While many consumers are excited about autonomous driving, there are doubts
about whether self-driving vehicles will ever be safe. High-profile accidents
of self-driving experiments that use risky, power-hungry consumer grade
solutions are thwarting confidence in the safety of autonomous driving.
It’s becoming clear that performance is only one part of the autonomous
picture. It requires performance and safety—built in, from the
ground up—for automakers to industrialize increasingly autonomous
vehicles from level 3 to level 5.
That’s set to change. Today, NXP and Kalray announced they will
co-develop a central computing platform with safety as a foundation. The
collaboration aims to take on the safety shortcomings of today’s pilots
and experimental offerings in the autonomous development space.

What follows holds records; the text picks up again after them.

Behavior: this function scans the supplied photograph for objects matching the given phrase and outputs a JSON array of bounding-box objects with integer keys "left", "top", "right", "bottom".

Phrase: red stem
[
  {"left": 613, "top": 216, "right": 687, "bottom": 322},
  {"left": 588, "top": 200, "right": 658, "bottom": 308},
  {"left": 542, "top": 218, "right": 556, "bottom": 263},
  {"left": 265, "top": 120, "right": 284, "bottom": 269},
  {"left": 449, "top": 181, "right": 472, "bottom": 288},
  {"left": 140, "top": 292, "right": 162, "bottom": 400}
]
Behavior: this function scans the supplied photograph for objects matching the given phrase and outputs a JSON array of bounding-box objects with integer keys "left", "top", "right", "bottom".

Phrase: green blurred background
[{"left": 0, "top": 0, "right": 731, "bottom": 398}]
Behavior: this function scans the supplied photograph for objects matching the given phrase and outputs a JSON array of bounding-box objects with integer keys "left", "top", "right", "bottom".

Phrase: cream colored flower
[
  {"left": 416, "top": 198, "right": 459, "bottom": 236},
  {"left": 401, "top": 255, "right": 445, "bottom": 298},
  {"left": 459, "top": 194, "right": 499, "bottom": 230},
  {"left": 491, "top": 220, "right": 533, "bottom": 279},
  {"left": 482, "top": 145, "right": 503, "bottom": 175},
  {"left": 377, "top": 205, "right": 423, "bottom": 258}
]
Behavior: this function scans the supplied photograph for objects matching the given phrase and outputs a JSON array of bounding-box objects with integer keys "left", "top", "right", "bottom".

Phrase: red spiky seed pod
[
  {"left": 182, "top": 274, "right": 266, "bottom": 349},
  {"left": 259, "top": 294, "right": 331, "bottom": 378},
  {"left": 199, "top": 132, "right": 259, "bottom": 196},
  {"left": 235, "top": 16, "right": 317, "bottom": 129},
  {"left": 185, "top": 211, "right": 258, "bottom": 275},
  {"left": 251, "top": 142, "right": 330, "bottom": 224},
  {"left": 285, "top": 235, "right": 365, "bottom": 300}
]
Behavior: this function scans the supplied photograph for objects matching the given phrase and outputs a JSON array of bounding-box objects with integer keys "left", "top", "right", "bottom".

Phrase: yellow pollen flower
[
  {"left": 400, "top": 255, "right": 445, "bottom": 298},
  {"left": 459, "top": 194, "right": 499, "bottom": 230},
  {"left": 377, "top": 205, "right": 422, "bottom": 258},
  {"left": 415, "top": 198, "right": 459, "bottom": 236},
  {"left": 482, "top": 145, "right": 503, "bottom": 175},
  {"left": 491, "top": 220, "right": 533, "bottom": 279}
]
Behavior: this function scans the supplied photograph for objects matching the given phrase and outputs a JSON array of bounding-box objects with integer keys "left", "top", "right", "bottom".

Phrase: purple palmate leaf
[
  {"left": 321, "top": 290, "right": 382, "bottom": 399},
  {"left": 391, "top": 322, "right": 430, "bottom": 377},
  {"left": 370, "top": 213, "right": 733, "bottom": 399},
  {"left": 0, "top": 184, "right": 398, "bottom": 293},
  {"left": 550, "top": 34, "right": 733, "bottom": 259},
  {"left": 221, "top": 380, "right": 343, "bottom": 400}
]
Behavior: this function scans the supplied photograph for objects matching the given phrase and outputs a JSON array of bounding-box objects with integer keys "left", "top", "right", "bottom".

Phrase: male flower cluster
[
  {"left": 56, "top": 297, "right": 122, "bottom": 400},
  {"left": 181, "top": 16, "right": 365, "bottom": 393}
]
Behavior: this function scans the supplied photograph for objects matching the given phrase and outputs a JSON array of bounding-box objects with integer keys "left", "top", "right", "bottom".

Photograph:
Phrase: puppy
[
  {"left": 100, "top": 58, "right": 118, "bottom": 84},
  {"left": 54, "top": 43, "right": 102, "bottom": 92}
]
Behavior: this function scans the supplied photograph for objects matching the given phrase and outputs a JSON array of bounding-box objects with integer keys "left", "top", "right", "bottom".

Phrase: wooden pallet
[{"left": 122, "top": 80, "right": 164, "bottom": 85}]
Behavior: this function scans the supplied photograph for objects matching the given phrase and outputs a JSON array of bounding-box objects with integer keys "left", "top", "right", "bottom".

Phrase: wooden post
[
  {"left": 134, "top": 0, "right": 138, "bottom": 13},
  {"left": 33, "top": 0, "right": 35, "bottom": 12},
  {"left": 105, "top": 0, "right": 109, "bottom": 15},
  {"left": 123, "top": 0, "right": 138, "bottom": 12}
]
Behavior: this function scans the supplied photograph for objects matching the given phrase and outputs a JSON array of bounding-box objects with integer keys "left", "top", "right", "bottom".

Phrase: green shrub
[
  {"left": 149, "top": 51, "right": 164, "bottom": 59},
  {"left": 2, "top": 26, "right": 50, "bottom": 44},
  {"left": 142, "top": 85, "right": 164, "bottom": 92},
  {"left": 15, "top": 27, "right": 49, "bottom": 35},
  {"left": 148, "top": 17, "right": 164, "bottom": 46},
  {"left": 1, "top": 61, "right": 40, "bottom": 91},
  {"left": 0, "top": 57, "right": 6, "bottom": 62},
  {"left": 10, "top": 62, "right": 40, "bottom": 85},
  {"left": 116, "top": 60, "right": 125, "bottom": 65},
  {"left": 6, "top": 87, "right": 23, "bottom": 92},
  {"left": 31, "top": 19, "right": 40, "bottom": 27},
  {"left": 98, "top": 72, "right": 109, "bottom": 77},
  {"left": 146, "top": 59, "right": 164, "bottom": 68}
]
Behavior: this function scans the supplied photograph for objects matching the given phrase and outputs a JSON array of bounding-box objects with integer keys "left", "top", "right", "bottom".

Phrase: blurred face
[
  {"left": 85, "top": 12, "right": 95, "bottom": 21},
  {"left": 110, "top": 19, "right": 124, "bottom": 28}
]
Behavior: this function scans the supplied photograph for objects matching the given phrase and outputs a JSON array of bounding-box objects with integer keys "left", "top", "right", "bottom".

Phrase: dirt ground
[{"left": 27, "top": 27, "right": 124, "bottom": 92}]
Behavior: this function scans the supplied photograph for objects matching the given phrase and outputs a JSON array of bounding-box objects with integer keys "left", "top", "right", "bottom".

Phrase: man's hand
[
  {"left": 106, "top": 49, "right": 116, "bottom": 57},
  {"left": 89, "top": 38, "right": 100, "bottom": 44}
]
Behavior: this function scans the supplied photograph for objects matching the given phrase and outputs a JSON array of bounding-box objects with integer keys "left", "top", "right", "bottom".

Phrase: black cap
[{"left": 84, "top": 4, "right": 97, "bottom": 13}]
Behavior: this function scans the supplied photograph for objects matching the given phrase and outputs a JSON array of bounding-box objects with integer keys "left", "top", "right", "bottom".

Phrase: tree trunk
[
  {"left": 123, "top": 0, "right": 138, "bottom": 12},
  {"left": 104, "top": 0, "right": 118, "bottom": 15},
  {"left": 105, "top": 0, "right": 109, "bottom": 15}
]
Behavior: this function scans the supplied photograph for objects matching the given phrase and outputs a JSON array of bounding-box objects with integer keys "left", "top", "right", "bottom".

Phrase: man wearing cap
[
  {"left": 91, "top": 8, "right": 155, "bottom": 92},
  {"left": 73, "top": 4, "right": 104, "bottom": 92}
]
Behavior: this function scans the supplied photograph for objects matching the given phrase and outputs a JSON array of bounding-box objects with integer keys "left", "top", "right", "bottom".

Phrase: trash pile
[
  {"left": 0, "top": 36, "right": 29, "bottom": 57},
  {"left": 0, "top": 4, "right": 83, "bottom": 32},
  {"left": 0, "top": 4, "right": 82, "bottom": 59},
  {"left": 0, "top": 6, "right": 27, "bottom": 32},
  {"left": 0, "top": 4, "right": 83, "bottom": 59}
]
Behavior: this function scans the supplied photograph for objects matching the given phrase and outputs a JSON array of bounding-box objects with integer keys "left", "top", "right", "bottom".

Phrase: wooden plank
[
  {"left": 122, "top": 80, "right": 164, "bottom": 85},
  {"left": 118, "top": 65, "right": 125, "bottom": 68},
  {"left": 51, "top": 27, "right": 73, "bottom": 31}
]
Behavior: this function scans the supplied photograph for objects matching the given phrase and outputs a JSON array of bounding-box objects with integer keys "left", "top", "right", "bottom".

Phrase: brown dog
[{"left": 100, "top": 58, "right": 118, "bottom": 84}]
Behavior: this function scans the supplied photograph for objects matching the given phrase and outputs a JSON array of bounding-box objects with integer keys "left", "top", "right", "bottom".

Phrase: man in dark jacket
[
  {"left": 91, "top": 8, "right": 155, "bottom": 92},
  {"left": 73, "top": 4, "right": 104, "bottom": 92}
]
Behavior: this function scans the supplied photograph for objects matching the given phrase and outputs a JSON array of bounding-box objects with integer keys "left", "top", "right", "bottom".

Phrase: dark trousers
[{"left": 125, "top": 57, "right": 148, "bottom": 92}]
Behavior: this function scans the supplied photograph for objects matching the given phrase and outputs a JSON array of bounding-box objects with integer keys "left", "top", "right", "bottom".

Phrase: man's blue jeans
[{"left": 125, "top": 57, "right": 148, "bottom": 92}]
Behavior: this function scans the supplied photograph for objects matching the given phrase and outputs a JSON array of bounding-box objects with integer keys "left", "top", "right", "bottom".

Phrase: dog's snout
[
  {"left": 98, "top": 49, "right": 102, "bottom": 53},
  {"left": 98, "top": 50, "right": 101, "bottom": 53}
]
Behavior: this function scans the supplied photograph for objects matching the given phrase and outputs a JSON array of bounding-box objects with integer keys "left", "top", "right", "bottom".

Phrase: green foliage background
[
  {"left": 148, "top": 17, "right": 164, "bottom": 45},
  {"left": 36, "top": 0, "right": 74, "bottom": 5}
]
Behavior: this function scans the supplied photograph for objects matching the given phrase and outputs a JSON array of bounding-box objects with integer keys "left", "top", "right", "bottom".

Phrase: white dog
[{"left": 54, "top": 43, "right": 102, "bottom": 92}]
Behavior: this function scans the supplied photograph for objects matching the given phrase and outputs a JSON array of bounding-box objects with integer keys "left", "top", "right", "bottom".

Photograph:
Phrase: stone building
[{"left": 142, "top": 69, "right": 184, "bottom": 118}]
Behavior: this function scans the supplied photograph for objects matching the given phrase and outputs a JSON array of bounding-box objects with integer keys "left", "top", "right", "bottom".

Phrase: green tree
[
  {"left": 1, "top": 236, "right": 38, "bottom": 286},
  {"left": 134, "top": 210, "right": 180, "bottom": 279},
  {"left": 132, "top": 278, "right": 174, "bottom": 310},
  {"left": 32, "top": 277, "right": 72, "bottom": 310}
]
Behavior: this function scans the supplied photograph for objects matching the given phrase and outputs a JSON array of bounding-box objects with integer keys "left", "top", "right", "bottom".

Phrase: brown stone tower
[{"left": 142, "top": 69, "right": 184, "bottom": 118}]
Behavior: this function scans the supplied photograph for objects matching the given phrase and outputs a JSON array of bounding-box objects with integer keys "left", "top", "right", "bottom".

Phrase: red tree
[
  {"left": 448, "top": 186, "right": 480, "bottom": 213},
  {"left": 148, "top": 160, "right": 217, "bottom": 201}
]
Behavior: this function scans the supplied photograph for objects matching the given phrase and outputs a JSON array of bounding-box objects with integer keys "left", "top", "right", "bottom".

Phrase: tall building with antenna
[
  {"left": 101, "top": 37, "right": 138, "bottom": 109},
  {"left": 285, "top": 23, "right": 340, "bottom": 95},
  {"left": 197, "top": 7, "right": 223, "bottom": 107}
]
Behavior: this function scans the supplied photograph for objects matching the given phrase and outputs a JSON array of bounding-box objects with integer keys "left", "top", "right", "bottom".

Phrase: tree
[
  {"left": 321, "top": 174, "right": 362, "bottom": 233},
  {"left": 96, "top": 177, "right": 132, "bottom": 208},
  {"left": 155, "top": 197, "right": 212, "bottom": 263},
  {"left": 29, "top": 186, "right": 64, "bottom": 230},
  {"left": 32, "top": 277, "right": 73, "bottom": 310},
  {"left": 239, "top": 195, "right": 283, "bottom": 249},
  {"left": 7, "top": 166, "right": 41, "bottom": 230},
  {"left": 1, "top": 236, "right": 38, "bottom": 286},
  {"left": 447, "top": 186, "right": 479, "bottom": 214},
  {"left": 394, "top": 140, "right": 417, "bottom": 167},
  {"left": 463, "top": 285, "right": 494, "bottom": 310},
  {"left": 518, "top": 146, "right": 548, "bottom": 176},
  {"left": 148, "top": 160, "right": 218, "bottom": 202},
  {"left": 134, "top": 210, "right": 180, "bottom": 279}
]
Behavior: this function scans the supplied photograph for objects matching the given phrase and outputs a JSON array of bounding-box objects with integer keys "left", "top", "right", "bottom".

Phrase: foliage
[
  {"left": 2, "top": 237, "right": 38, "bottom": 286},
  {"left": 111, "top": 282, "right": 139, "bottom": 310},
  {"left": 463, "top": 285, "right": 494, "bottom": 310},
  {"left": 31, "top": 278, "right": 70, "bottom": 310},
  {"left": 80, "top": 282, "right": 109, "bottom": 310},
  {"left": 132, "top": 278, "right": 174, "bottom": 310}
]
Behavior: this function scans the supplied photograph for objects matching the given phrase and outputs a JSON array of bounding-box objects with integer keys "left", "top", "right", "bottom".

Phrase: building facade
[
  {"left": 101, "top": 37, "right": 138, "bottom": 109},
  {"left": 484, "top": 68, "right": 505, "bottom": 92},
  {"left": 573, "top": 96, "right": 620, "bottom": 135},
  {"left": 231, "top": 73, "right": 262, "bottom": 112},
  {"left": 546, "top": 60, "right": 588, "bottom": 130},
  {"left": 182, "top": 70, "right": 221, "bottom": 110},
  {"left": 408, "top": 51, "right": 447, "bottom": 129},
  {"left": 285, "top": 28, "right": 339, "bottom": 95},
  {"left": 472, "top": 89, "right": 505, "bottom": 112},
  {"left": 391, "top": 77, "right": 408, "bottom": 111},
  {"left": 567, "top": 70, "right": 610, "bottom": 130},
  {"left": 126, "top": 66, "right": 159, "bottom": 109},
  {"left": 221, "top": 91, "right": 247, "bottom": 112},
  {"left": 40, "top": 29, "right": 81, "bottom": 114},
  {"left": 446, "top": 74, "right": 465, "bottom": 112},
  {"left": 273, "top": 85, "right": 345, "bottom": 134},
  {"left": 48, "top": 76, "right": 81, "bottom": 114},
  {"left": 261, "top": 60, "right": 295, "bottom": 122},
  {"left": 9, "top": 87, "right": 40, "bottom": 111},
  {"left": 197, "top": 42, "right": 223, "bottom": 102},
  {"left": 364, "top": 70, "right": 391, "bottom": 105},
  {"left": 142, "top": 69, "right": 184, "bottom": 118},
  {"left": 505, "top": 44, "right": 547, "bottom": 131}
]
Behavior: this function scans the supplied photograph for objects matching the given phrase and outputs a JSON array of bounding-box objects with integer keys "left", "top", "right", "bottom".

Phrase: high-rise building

NXP will offer the host processor of the platform, its high-performance S32
processor, with its safety critical ASIL D and ASIL B capabilities. This will
help the platform tackle the requirements of automotive central computing and
will target path planning functions. Kalray will deliver the world-class
performance of its MPPA® processors to safely handle the
machine learning aspects of perception.
The new platform is significant because it addresses the performance, safety
and near-term commercial needs of levels two and three driving with an eye to
longer-term release in level four and five autonomous vehicles.
The first example of this partnership will be the integration of
Kalray’s MPPA® processors into the NXP BlueBox, an
embedded autonomous driving platform. This iteration will address autonomous
challenges in power and safety with Arm®-based technology and
will be designed to support open standards. At CES, we’re showing a
demo of the platform running a prototype of Baidu’s Apollo open
automotive software solution.
Automakers will benefit from the safety, software, open standards support,
performance per watt, architecture flexibility and scalability. The new
solution will offer sophisticated safety technologies in a “Safety
Co-Pilot” configuration that leverages the strengths of each company.